Uiteraard was de vorige alinea bedoeld om aan te geven dat ook de experts niet degenen zijn die je de juiste boeken aanbevelen, hoewel je daar natuurlijk wel een beetje bij in de buurt moet blijven als het om non-fictie gaat. Oh, ja, even overgaand op fictie: over het boek “Elementaire deeltjes” van Michel Houellebecq, een boek met nogal wat pseudo-wetenschap, schreef Elsbeth Etty dat het haar elementaire angst aanjoeg. Vincent Icke schoot haar te hulp door een stukje te schrijven waarin hij haar uitlegde dat het er ook subatomair overzichtelijk uitziet. Nu betwijfel ik sterk of daar de angst bij Etty zat, maar dat was uiteraard iets waar ik me niet mee mocht bemoeien. Houellebecq beschrijft de ‘mentale ontwrichting’ bij de (kinderen van) de baby-boomers. Nogal overdreven en waarom ik het toch wel een aardig boek vond, weet ik eigenlijk niet. Misschien vanwege het eh .. ‘onverwachte.’ Dat heb ik ook bij Arnon Grunberg, een veel beter schrijver dan Houellebecq, door wie ik me graag laat verrassen.

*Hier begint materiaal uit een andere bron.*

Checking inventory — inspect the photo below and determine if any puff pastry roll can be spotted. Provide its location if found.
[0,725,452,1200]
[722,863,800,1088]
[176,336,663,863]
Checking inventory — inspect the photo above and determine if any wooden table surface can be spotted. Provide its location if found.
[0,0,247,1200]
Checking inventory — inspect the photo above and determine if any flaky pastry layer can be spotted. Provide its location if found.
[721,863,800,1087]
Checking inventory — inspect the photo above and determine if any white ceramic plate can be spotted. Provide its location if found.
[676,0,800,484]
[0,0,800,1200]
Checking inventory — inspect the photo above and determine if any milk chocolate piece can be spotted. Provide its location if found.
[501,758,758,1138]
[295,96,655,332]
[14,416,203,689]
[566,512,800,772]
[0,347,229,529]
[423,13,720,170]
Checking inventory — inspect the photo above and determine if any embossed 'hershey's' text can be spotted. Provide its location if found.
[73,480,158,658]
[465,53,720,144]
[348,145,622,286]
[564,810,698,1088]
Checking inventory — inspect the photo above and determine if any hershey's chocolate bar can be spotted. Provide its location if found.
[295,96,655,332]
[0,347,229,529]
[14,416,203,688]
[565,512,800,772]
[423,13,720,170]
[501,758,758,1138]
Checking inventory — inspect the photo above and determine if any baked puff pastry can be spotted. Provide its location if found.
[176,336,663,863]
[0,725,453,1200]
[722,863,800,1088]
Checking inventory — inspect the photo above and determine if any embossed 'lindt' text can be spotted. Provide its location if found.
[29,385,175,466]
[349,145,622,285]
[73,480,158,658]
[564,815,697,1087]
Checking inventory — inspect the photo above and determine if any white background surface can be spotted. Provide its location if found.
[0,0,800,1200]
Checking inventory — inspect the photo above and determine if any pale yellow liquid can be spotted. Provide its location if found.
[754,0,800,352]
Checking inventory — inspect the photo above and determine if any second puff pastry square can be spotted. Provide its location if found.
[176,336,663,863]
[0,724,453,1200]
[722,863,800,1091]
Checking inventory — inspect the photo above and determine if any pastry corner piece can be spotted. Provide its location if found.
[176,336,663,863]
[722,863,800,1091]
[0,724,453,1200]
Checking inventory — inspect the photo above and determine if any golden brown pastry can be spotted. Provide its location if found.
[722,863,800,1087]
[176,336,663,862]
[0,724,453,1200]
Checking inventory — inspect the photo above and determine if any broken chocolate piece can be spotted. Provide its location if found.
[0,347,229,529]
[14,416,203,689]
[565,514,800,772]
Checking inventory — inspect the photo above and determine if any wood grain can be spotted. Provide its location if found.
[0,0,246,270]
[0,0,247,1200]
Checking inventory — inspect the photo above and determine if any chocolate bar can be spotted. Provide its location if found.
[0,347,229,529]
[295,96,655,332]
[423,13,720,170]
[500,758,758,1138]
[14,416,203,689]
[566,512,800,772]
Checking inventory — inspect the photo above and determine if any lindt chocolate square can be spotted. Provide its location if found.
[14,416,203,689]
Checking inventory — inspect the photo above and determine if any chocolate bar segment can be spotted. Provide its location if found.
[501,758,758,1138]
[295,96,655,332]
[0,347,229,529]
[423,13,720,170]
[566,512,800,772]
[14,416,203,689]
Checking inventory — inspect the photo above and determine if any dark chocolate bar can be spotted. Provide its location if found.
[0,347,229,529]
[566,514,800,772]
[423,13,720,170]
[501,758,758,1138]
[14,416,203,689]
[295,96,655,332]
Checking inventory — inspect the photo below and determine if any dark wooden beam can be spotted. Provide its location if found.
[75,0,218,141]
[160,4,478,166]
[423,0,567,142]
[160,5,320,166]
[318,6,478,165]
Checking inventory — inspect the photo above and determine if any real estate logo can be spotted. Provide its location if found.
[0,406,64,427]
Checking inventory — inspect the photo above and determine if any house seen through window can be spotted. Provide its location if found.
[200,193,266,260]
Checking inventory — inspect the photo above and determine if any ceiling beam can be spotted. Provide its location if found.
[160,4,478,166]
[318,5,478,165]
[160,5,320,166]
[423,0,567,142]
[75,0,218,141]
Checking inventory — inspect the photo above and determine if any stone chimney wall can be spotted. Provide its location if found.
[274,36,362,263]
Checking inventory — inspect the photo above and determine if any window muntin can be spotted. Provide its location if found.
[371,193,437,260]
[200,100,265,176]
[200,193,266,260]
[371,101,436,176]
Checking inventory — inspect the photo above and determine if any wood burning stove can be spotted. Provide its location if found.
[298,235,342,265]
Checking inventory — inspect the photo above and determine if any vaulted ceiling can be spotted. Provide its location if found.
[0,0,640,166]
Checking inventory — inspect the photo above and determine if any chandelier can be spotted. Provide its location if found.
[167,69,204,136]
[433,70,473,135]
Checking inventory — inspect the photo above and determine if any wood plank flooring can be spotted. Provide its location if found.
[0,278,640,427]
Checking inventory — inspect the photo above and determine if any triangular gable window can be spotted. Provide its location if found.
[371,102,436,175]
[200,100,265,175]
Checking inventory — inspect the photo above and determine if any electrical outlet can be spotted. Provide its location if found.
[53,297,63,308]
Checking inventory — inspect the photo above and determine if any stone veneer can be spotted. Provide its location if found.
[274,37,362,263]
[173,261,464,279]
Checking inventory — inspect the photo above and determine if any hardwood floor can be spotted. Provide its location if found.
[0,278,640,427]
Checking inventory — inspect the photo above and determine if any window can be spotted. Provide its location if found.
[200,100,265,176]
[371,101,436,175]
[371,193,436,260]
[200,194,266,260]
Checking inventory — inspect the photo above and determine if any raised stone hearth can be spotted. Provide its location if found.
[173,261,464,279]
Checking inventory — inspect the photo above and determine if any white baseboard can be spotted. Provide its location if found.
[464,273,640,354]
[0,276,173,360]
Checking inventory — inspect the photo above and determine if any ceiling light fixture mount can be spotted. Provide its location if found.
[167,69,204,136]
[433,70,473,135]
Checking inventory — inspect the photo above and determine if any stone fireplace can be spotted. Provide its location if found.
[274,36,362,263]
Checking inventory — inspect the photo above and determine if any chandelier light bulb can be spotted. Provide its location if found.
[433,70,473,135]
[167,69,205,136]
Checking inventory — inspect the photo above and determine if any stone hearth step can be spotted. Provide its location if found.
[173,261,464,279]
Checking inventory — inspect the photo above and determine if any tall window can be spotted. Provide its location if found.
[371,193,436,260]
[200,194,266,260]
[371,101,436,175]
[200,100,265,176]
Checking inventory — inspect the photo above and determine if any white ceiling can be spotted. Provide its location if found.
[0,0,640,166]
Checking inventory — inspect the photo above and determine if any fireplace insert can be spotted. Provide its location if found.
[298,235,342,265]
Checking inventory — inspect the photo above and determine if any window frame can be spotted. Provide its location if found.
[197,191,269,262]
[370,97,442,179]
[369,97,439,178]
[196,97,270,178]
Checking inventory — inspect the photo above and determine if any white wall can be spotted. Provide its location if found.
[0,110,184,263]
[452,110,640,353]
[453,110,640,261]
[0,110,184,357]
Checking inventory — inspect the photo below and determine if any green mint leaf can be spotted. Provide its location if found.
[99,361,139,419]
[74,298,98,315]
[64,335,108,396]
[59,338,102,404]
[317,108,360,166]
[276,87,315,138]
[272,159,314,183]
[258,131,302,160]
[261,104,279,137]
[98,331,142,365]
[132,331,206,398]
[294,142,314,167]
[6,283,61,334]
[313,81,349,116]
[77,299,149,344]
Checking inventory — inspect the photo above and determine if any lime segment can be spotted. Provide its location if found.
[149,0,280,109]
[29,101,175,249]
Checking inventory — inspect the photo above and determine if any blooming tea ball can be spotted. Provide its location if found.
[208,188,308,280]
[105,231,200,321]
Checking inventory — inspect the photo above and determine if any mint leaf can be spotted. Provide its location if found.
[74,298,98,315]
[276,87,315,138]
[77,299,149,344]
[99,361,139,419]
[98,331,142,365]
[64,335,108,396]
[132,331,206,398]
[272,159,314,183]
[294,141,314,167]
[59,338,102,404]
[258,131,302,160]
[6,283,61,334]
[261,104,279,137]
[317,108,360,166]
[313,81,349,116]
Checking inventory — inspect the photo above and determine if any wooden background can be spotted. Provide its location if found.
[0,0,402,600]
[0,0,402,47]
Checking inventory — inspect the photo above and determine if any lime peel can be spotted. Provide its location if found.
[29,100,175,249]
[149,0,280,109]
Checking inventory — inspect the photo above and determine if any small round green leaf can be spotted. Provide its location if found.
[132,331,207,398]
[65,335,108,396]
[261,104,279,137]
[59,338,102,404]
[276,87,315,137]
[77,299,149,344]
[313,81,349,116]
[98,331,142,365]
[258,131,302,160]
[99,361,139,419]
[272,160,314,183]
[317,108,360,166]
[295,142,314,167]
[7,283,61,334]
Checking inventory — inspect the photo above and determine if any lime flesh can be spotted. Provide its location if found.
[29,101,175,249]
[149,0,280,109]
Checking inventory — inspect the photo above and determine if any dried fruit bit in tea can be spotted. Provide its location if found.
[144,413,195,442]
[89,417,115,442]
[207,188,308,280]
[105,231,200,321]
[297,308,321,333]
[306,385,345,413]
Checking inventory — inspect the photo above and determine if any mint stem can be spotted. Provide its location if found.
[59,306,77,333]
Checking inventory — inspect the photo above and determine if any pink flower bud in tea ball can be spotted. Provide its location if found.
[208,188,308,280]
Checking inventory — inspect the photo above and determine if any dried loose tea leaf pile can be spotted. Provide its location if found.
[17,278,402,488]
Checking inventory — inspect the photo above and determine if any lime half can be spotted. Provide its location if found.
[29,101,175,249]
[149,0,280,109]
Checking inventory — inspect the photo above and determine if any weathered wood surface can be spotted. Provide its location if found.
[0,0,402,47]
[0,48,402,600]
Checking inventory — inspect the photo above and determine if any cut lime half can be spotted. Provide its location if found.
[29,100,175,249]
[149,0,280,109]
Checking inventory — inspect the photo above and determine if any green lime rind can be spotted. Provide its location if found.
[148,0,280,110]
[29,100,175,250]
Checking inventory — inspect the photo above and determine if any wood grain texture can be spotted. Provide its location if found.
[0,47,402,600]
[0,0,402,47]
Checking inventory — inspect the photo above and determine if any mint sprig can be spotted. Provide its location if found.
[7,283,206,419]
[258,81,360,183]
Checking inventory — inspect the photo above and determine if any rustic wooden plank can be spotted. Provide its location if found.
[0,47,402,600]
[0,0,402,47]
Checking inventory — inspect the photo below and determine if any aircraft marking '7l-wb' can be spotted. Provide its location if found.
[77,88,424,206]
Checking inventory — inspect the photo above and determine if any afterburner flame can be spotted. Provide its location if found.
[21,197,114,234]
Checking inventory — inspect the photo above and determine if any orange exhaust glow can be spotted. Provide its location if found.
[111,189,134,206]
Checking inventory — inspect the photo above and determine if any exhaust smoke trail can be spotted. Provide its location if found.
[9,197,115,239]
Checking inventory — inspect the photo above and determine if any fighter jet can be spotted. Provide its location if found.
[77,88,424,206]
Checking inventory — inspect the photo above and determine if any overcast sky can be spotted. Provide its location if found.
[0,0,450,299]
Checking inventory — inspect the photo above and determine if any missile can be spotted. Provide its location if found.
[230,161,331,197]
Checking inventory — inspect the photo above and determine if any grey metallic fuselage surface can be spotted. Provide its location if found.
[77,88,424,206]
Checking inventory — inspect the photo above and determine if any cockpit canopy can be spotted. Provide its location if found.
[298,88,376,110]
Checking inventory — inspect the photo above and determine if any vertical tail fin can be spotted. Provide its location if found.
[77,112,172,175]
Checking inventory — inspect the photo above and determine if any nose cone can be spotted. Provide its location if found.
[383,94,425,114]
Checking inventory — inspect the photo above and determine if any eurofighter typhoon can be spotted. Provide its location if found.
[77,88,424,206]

Met fictie loop ik hopeloos achter. In ”huid en haar” van Grunberg kwam ik niet op gang, terwijl ik toch 12 boeken van hem in de kast heb staan. Als kleine jongen was ik verslaafd aan Jack Vance, een SF-schrijver. Die veertig boeken bevatten thema’s waarvan ik niet begrijp waarom Hollywood er nog niet een paar verfilmd heeft. Als iets minder kleine jongen was ik verslaafd aan Vladimir Nabokov. Die drie boeken die ik nog niet van hem gelezen heb, bewaar ik voor de atoombunker. Een nog groter schandaal is dat ik om de maand 20 bladzijden in “De stamhouder” (geen fictie) van Alexander Münninghoff lees. Over verrassingen gesproken, wat een leven! Geen tijd. ander excuus: komt door internet. Door de stroom van verrassingen die dagelijks op ons afkomt. Ik zit er te dicht op. Arnon Grunberg is in gevecht met de werkelijkheid, schreef ik ergens. Dat werd weggemodereerd. Onbenullen! Ik zit te dicht op de realiteit. Dat moet veranderen. De geest moet waaien.
@2:
Moet je op kerkhof (van de vergeten boeken) zijn.
;-)
De bedenker Ruiz Zofon leeft nog wel :-)
Doet me denken aan de kunst bij de open atelier-routes:
:
Veel verrassender dan die van de galerieën.
Bibliotheken (je weet wel, waar je voor een vast bedrag per jaar zoveel boeken kan lenen als je aankan), passen een zelfde tactiek toe. Ze staan vol met populaire boeken, maar de voorraad klassiekers wordt met het jaar kleiner. En dat is droevig. Bibiliotheken zijn bij uitstek geschikt om je leeservaring te verbreden en af en toe een onbekende titel, schrijver of onderwerp beet te pakken.
@11: Moeten ze wel open zijn. Nadat eerst bij de verbouwing van de enige bieb van enige betekenis in de directe omgeving hier de hele collectie op last van de binnenhuisarchitect in vier sferen was verdeeld, zodat de geoefende siso-zoeker -maar ook het eigen personeel- niets meer kon vinden vond men het daarna nodig om ook het aantal openingsuren drastisch terug te schroeven zodat een bibliotheekbezoek niet meer gecombineerd kan worden met b.v. de marktdag.